JVB Financial to Offer a New Form of Defined Outcome UIT Developed by Olden Lane

PRINCETON, NJ and BOCA RATON, FL – March 31, 2017 – J.V.B. Financial Group, LLC (member of FINRA and SIPC, and an indirect majority owned subsidiary of Cohen & Company (NYSE MKT: IFMI)) (“JVB Financial”) today announced that it has partnered with Olden Lane Securities LLC (“Olden Lane”) to launch a new series of innovative unit investment trusts (UITs) called Target Outcome Funds.

Target Outcome Funds are a new category of UITs developed by Olden Lane and designed to offer a liquid, transparent and cost-effective vehicle for outcome-driven returns.  Through combining US Treasuries and exchange-listed option contracts which reference ETFs tracking broad-based equity indexes, Target Outcome Funds can offer efficient exposure to equity-market benchmarks within certain risk parameters, such as protection against downside risk.  UITs developed on Olden Lane’s platform are designed to provide better liquidity and transparency, and lower counterparty risk, versus similar products currently offered as structured notes.

The first series, offered by JVB Financial, is titled “Capped Performance Portfolio with Buffer Protection Linked to the SPDR® S&P 500® ETF Trust” and seeks leveraged capital appreciation based on the three year price performance of the SPDR® S&P 500® ETF Trust. The Trust’s return will be subject to a cap of 25% and will seek to provide protection against the first 15% of any decline in the price of the reference fund, in each case, before fees and expenses.

“The leveraged buffered strategy has been a very popular structure used in wealth management channels for years. We’ve seen advisors and portfolio managers invest hundreds of millions of dollars in this strategy in the form of structured notes,” said John G. Tessar III, CFP®, Head of Structured Investments at JVB Financial. “Through our partnership with Olden Lane, we can now offer a similar strategy in UIT form with improved price transparency, daily pricing and liquidity, and reduced counterparty risk.”

“We are excited to partner with JVB Financial to launch our first product in what will be the next generation of liquid alternatives,” said Michel S. Serieyssol, Olden Lane Founding Partner.  “Our firm was founded on the belief that UITs offer a superior structure for outcome-driven investments.

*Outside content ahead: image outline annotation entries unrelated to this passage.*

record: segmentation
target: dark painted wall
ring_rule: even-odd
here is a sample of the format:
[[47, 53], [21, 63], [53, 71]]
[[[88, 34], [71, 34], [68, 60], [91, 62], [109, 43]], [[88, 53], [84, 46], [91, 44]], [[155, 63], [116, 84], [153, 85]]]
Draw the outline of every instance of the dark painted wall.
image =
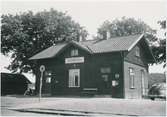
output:
[[[97, 93], [111, 94], [113, 97], [123, 97], [123, 75], [122, 75], [122, 58], [120, 53], [110, 54], [95, 54], [91, 55], [88, 52], [79, 49], [79, 57], [84, 57], [84, 63], [65, 64], [65, 58], [69, 58], [71, 49], [69, 47], [59, 56], [38, 61], [38, 64], [45, 65], [46, 71], [52, 72], [51, 93], [55, 94], [80, 94], [84, 88], [98, 88]], [[108, 73], [108, 83], [103, 81], [100, 73], [101, 67], [109, 67], [111, 73]], [[39, 69], [39, 66], [38, 66]], [[80, 69], [80, 87], [68, 87], [69, 69]], [[39, 71], [39, 70], [38, 70]], [[39, 91], [39, 75], [37, 74], [37, 91]], [[119, 74], [119, 79], [115, 79], [115, 74]], [[118, 86], [112, 86], [112, 80], [119, 82]], [[108, 87], [109, 90], [105, 90]], [[48, 87], [43, 79], [43, 93], [49, 93]]]

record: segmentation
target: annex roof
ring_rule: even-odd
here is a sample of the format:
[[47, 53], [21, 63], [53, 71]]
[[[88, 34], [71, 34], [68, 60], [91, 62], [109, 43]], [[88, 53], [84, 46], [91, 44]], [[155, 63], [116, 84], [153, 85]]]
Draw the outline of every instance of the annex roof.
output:
[[73, 44], [91, 54], [118, 52], [118, 51], [130, 51], [141, 39], [143, 34], [115, 37], [108, 40], [88, 40], [82, 42], [64, 42], [53, 45], [42, 52], [29, 58], [34, 59], [46, 59], [55, 57], [60, 51], [66, 49], [69, 44]]

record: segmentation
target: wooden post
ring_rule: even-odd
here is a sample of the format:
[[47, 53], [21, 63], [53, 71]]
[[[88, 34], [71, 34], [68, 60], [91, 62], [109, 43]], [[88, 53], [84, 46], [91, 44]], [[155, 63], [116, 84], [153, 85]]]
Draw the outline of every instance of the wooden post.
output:
[[41, 65], [40, 66], [40, 71], [41, 71], [41, 77], [40, 77], [40, 86], [39, 86], [39, 102], [41, 101], [41, 94], [42, 94], [42, 79], [43, 79], [43, 72], [45, 71], [45, 66]]

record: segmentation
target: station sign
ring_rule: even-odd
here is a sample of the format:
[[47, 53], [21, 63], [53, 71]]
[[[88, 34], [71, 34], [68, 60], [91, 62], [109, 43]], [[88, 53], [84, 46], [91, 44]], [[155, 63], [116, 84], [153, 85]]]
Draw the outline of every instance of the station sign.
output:
[[65, 58], [65, 64], [71, 64], [71, 63], [84, 63], [84, 57]]

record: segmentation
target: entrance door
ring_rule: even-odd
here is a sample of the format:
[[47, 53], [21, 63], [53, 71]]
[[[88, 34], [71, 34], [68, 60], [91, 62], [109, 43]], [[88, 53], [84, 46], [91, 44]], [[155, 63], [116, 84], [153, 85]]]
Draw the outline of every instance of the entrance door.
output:
[[51, 93], [51, 78], [52, 73], [51, 71], [45, 72], [45, 84], [44, 84], [44, 94], [50, 94]]
[[110, 94], [111, 93], [111, 69], [110, 67], [102, 67], [100, 69], [100, 93]]
[[69, 70], [69, 82], [70, 87], [80, 87], [80, 69], [70, 69]]

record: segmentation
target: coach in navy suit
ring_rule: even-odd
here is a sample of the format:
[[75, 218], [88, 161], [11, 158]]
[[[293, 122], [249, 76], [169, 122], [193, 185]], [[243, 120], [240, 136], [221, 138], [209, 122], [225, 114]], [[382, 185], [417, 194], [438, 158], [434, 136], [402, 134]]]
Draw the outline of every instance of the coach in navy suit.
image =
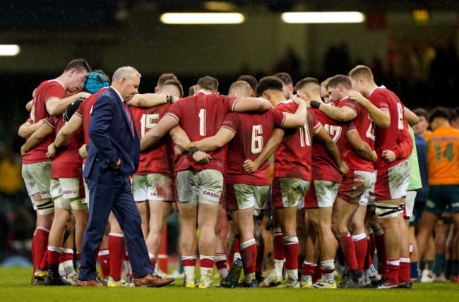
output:
[[133, 67], [119, 68], [112, 86], [99, 96], [93, 108], [83, 172], [90, 192], [89, 221], [83, 238], [76, 286], [101, 286], [95, 280], [96, 251], [111, 210], [124, 232], [136, 286], [158, 286], [173, 281], [152, 274], [141, 217], [128, 178], [137, 171], [140, 143], [126, 102], [138, 92], [141, 74]]

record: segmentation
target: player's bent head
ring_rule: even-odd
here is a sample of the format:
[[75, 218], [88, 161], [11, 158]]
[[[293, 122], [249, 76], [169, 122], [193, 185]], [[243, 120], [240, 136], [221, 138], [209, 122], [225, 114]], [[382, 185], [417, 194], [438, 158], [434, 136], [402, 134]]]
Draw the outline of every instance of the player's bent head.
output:
[[242, 75], [237, 78], [237, 80], [238, 81], [244, 80], [247, 82], [250, 85], [250, 87], [252, 88], [254, 90], [255, 90], [255, 88], [256, 88], [256, 84], [258, 84], [258, 81], [256, 80], [255, 77], [250, 75]]
[[156, 87], [158, 89], [158, 90], [161, 90], [161, 87], [164, 83], [168, 80], [178, 80], [179, 79], [174, 73], [162, 73], [160, 78], [158, 78], [157, 83], [156, 83]]
[[179, 80], [167, 80], [162, 83], [161, 87], [161, 95], [172, 95], [177, 97], [184, 96], [184, 88]]
[[443, 119], [448, 121], [451, 118], [451, 110], [445, 107], [435, 107], [429, 116], [429, 123], [431, 124], [435, 119]]
[[299, 95], [302, 95], [306, 91], [312, 95], [320, 95], [321, 85], [316, 78], [307, 77], [297, 83], [295, 91]]
[[193, 95], [196, 93], [195, 90], [196, 89], [196, 85], [193, 85], [188, 89], [188, 96]]
[[132, 66], [123, 66], [117, 69], [113, 73], [112, 80], [113, 83], [118, 83], [124, 79], [128, 79], [133, 76], [138, 76], [139, 78], [142, 78], [141, 73], [137, 71], [137, 69]]
[[352, 83], [351, 82], [351, 79], [349, 78], [347, 76], [345, 75], [336, 75], [330, 78], [325, 87], [326, 89], [335, 89], [338, 85], [342, 85], [347, 90], [350, 90], [352, 87]]
[[349, 76], [352, 80], [357, 80], [359, 78], [363, 78], [369, 83], [373, 83], [374, 81], [371, 70], [369, 67], [364, 65], [357, 65], [354, 67], [352, 70], [349, 72], [347, 76]]
[[287, 73], [278, 73], [273, 75], [273, 76], [278, 78], [287, 85], [293, 85], [293, 80], [292, 80], [292, 77]]
[[89, 63], [84, 59], [76, 59], [67, 64], [67, 67], [64, 71], [64, 73], [75, 69], [78, 73], [90, 73], [91, 68]]
[[217, 93], [218, 92], [218, 80], [210, 76], [203, 76], [198, 80], [196, 88], [198, 90], [203, 89], [213, 93]]
[[426, 121], [429, 121], [429, 112], [427, 110], [424, 108], [416, 108], [413, 110], [413, 113], [420, 118], [421, 116], [424, 117]]
[[101, 69], [88, 74], [83, 83], [82, 89], [89, 93], [97, 93], [104, 87], [110, 85], [109, 77]]
[[256, 94], [263, 97], [263, 94], [267, 90], [277, 90], [282, 92], [284, 83], [278, 78], [272, 76], [266, 76], [260, 80], [256, 85]]
[[233, 83], [228, 92], [228, 95], [238, 97], [250, 97], [251, 94], [252, 88], [245, 80], [238, 80]]

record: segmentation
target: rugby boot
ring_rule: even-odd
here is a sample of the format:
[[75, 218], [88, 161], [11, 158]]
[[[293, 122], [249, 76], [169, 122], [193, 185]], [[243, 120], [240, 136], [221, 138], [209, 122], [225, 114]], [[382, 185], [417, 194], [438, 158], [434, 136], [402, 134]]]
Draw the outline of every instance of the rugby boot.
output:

We’ve refined and improved the UIT architecture so that it can be utilized as an innovative portfolio management tool to help investors manage their portfolios with greater discipline, purpose and risk management.  UITs developed on our platform offer strong liquidity and transparency, reduced counterparty risk, and ’40 Act registration, resulting in more compelling and effective products for investors.”

Olden Lane, established in 2015, has assembled a team with decades of experience in alternative investments, liquid alternatives, product structuring and distribution – experience which has been central to the firm’s ability to innovate.